In order to cater to increasing customer demands, retailers increase the number of products they are offering. This is known as SKU (stock-keeping unit) proliferation. That means we went from e.g. only one type of spaghetti sauce in the past to hundreds these days. Considering this happens for many products that are commercially available today, it’s not difficult to imagine what challenges these pose to the supply chain.
Mass production is an efficient and cost-effective way to produce a lot of one product. Unfortunately, this ‘one product’ will only suit the tastes of some and when competitors are involved, this can result in unsold units and waste. To counteract this, different types of e.g. sauce are produced in smaller batches, which carries much higher manufacturing overheads.
Space and storage are a considerable risk when having hundreds of different variations of products to distribute. If one style of product goes out of “fashion,” when there are still units to be sold, those units will take up a huge amount of storage space which could be put to better use.
This also affects how the warehouse is organized, a process known as “slotting.” While popular products are placed near the packing area to reduce travel time, less popular ones are moved further away. This reduces movement during peak times, making operations more efficient.
Slotting is easily managed when managing inventory for peaks, but variation trends are much harder to predict. This means the warehouse is arranged and rearranged more and more frequently to improve efficiency which takes much time and effort.
Accuracy: With smaller amounts of individual products but greater overall number of stock in denser locations, the chances of a mis-pick are higher. This directly affects the end customer’s experience. That’s why SKU proliferation drives the need for more accuracy.

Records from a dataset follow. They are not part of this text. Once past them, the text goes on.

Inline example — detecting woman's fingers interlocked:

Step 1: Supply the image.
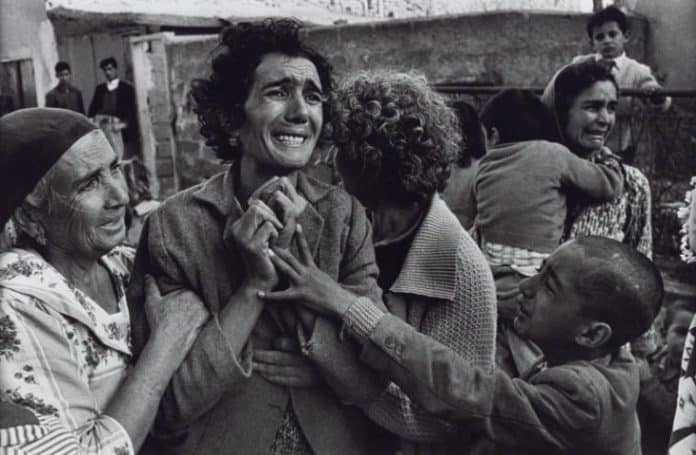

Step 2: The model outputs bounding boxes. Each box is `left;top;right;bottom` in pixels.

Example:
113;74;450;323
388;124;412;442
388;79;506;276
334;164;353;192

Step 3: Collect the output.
248;199;283;230
294;224;314;265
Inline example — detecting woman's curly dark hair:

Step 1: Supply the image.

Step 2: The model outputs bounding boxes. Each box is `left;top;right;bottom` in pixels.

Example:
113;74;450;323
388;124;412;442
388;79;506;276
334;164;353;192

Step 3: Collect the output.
191;18;335;162
451;100;486;167
333;71;460;207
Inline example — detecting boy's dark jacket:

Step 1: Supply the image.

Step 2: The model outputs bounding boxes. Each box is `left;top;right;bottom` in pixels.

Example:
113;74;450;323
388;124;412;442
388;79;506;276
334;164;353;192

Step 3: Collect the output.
356;313;642;454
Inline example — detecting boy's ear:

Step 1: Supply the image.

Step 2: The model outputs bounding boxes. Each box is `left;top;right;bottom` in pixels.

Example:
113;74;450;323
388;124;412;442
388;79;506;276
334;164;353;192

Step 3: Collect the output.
575;321;612;350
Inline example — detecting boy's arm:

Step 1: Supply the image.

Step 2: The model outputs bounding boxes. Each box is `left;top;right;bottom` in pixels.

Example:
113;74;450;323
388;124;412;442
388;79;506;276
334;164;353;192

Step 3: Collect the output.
558;145;624;202
571;54;593;65
343;299;602;451
299;195;387;404
299;196;458;442
308;240;497;443
632;61;671;111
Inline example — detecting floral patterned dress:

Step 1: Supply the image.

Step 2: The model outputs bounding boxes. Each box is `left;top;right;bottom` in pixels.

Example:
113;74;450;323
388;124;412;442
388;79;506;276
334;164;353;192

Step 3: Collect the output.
0;246;135;455
0;407;79;455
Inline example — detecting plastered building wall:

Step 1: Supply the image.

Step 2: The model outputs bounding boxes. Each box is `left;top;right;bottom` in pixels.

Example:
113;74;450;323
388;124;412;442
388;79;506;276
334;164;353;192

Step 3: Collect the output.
1;0;59;109
634;0;696;90
157;11;647;191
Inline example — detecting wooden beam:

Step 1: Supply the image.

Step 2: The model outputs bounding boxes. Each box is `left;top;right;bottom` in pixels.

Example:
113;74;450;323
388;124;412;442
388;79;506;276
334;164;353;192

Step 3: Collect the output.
48;6;226;37
130;36;159;198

Efficiency: Products are more spread out across the warehouse, even when slotting is carefully managed. As a result, picking full pallets takes longer, even when enough staff are available. Instead of concentrating their time on picking, workers spend their time moving between locations.
The impact of voice technology
Voice allows hands- and eyes-free work, allowing employees to concentrate on the task at hand. The worker receives instructions directly via headset which happens step by step. Each time a task has been completed, the worker confirms, and the action is recorded on the system before a new action prompt is issued. This ensures the correct product is always picked at the correct time which reduces mis-picks. Plus, it decreases the time spent looking for the correct items. In terms of efficiency, it makes it possible to process multiple orders simultaneously and utilizing team members’ capacities differently).
Plus, it’s easy to combine with warehouse management systems (WMS) and other efficiency-focused innovative solutions, such as robotics.
Voice-directed work gives warehouse operatives easy to follow step-by-step guidance. By setting defined operational rules, for example how to correctly build a mixed pallet, it increases both accuracy (up to 25%) and productivity (up to 35%). With a growing number of individual SKUs, the opportunity for quantity errors increases. Through a “countdown” capability, once an operative has stated the quantity of a product they have picked, voice will confirm the remaining stock level, with no further physical checking input needed.
The future of SKUs
Given the sheer volume of SKUs, it’s possible they could stay at this level, as certain products and variants fall out of favor. However, it’s unlikely we’ll see a decrease. That’s why it’s important for warehouses to meet managing proliferation complexities head-on. While voice is a solution for a part of these challenges, other problems such as space and storage have to be addressed otherwise, such as with automated storage solutions which allow greater storage density. Lastly, the multi-dimensional challenges require a multi-dimensional solution of which voice could form a part.